Still Have Mojo

I love teaching the Evolution lab class at Georgia. I really do. But this class has led to more sleepless nights over the past 6 years than any other; why? Because maintaining a good flow of information, education, and fun in a lab class is tricky. And while failure is a large part of science, it doesn’t play well when you have a limited number of opportunities to teach and a number of topics you want to teach.

This year GENE 4230 will be repeating Peter Marko’s 2004 work on red snappers. This paper showed that much of what we buy at the store may actually be Lutjanus campechinus; but much of it is not. Fish fillets sold at red snapper prices are sometimes other (rarer) snapper species. Sometimes they aren’t snapper at all, but less valuable fishes. And all of that ambiguity leads questions about how best to manage this threatened stock. Currently, the fishery is closed on our Atlantic coast.

The problem? When I had Kelly double-check my protocol a couple of weeks ago to make sure the PCR would work, it did not. We tried a couple of different protocols, no dice. Finally I decided I needed to jump in and check some things. Long story short? Both our original primer stock, and the last batch of red snapper DNA we had used for this lab 2-3 years ago, were heavily degraded. They had been kept in the aging freezer in the teaching lab, so Genetics department head: there is something that we need to buy this year!
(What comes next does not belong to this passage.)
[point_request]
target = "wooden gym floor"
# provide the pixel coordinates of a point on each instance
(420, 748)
I’m pleased that I could quickly figure out what went wrong, and from the gel above it looks like the lab should work just fine (in case you are wondering, those are the short ‘universal’ fragment primers on top; the CB-12 and -13 primers from Marko’s paper below). There is a little smeariness in the negative control but I also didn’t change my tips in my rush to get this done today (Saturday....and it is 75° outside and sunny). No problem with the top set of reactions, that means I’ll be sleeping much better tonight.